Better sex education essential
Teens get sex education, but not from parents.
US teens are getting sex education, but most are not learning about birth control from their parents, new government data showed on Thursday.
And rates of infection with sexually transmitted diseases reflect this - the annual rate of AIDS diagnoses for boys aged 15 to 19 years has nearly doubled in the past 10 years, and rates of syphilis are also up.
The numbers show that US youth need better sex education, the US said.
The new administration of President Barack Obama has been dropping some of the more controversial policies of the former Bush government, including an emphasis on abstinence-only education.
"The data presented in this report indicate that many young persons in the United States engage in sexual risk behaviour and experience negative reproductive health outcomes," the CDC wrote in its weekly report on death and disease.
For its report, the CDC compiled data from many different studies of hundreds of thousands of children and young adults aged 10 to 25. Some of the findings:
Have you spoken to your teenagers about sex?
- Among 18 and 19-year-olds, 49.8 percent of girls and just 35 percent of boys had talked with a parent about methods of birth control.
- More than 80 percent of boys and girls said they had received formal instruction before age 18 on how to say no to sex.

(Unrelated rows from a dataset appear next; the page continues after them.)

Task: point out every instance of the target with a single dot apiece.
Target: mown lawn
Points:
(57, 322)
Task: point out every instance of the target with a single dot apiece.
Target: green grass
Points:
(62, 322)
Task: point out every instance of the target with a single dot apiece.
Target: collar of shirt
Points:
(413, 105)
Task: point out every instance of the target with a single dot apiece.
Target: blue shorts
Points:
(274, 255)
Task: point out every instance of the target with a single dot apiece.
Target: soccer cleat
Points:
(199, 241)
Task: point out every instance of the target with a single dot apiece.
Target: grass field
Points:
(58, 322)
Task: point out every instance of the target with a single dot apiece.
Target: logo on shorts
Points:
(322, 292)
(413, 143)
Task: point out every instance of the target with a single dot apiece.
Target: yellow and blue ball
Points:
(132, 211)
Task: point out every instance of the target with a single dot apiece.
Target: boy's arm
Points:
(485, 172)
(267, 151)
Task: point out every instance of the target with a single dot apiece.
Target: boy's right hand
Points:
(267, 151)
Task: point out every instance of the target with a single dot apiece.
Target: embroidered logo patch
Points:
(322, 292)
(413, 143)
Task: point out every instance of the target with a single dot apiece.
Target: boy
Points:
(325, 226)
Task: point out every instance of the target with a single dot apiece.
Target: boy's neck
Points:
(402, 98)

- Nearly 70 percent of teen girls and 66 percent of boys had received instruction on methods of birth control.
- Thirty percent of girls aged 15 to 17 reported they had engaged in sex; this rose to 70.6 of girls aged 18 to 19.

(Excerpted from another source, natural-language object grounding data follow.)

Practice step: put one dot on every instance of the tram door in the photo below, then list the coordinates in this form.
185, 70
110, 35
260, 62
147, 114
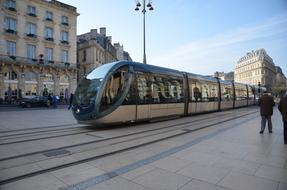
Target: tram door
143, 97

- For boys, 31.6 of those aged 15 to 17 had ever had sex; 64.7 percent of those aged 18 to 19.
- Nearly 10 percent of young women aged 18 to 24 said their first intercourse was involuntary.
- Infections with the human immune deficiency virus that causes AIDS rose amoung boys aged 15 to 19 from 1.3 cases per 100,000 in 1997 to 2.5 cases in 2006.
- Syphilis rates for females aged 15 to 19 rose from 1.5 cases per 100,000 in 2004 to 2.2 cases per 100,000 in 2006 after having plunged between 1997 and 2005.